В те дни у монахов и прочего монастырского люда была такая молитва: «Domine, libera nos a furore погтаппогит» («Господи, избави нас от неистовства норманнов»). Глядя сейчас на эти лица, любой здравомыслящий монах немедленно бы добавил: «Sed praespere, domine, a humore еогит» («Но особенно, Господи, от их веселья»).

— Да, эту весть ты должен был до нас донести, — произнес Змеиный Глаз. — И мы благодарим тебя за это. Поначалу мы решили, что ты, возможно, желаешь что-то от нас утаить. И поэтому ты мог подумать, что мы не очень с тобой любезны. Но слова, которые ты произнес в конце… О, то был голос нашего отца. Он знал, что кто-то должен их услыхать. Он знал, что кто-то донесет их до нас. И знал, что мы станем делать. Правду я говорю, мальчики?

Взмах руки, и кто-то выкатил вперед здоровенную колоду, спиленный дубовый пень. Все четверо поднатужились, и колода с грохотом встала на пол. Сыновья Рагнара обступили ее и обвели взглядом своих воинов. Затем каждый поднял ногу и водрузил ее на колоду. Теперь, следуя правилам ритуала, все четверо заговорили одновременно:

— Мы поставили ноги на эту колоду и во всеуслышание клянемся, что…

— …покорим Англию, чтобы мстить за нашего отца, — так сказал Хальвдан.

— …пленим короля Эллу и казним его страшными пытками, — то были слова Убби.

— …поразим всех английских королей и сделаем их своими вассалами, — произнес Сигурд Змеиный Глаз.

— …обратим нашу месть на черных ворон, христианских жрецов, что измыслили orm-garth, — сказал Ивар.

Закончили же они вновь сообща:

— …если же отступим мы от этих слов, пусть отвергнут и презрят нас боги Асгарда, чтобы не встретиться нам с отцом нашим и предками в их чертогах…

Как только они умолкли, мутное от дыма пространство наполнилось ликующим ревом, что издал в унисон весь пиратский флот — четыре сотни глоток ярлов, знатных дружинников, шкиперов, рулевых. А снаружи рядовые обитатели их шатров и палаток в радостном исступлении поздравляли друг друга ударами по плечу. Они знали, что решение принято, что замышляется большое дело.

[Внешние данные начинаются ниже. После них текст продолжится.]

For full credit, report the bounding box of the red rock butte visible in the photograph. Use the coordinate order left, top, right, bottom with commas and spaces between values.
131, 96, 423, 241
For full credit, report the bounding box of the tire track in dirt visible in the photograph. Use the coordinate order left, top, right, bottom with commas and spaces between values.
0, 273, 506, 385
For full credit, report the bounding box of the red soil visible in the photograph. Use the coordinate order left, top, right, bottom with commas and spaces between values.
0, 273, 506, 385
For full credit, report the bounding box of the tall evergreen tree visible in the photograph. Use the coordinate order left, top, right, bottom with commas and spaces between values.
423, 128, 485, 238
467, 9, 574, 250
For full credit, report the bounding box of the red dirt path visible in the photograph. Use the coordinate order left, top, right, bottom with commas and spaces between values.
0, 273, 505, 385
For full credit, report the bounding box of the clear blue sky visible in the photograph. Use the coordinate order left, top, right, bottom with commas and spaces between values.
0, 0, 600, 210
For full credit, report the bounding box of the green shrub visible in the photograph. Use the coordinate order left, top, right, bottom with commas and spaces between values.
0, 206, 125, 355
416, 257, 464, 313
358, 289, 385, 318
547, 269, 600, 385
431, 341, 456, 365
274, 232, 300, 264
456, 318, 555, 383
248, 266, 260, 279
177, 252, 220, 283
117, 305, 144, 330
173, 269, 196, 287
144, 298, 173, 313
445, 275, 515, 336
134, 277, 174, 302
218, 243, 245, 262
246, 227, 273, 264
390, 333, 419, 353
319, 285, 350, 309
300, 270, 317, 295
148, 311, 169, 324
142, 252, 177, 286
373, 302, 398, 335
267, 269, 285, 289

— А теперь, — возвысил голос Змеиный Глаз, перекривая толпу, — втащите-ка столы, уставьте их снедью. Не может сын наследовать отцу, пока не отопьет похоронного эля. И мы справим арваль, будем пить, как герои! А утром мы поднимем на ноги воинов, снарядим корабли и пойдем на Англию, которая отныне никогда не сможет ни забыть нас, ни уплатить нам свой долг!.. Но сейчас мы будем пить. Садись и ты. чужеземец, отведай наших харчей и поведай нам, что еще знаешь ты о нашем отце. Когда Англия станет нашей, мы приглядим там тебе теплое местечко.

* * *

А далеко-далеко от тех мест Шеф, смуглый паренек, пасынок Вульфгара, лежал, уткнувшись головой в убогий соломенный тюфяк. Туман все еще стелился по сырой земле Эмнета, и одно лишь тощее латаное одеяло оберегало от него Шефа. Внутри срубленного из добротного леса дома спал его отчим, Вульфгар, обласканный, а может быть, и любимый его матерью, леди Трит. В соседней от родителей комнате спал в теплой кровати Альфгар. Там же спала Годива, дочь Вульфгара, прижитая им от наложницы. Чем только не ублажали они желудки после возвращения домой Вульфгара — вкушали жареное и вареное, печеное и настоянное, гусей и уток с фенов, щук и миног из речек.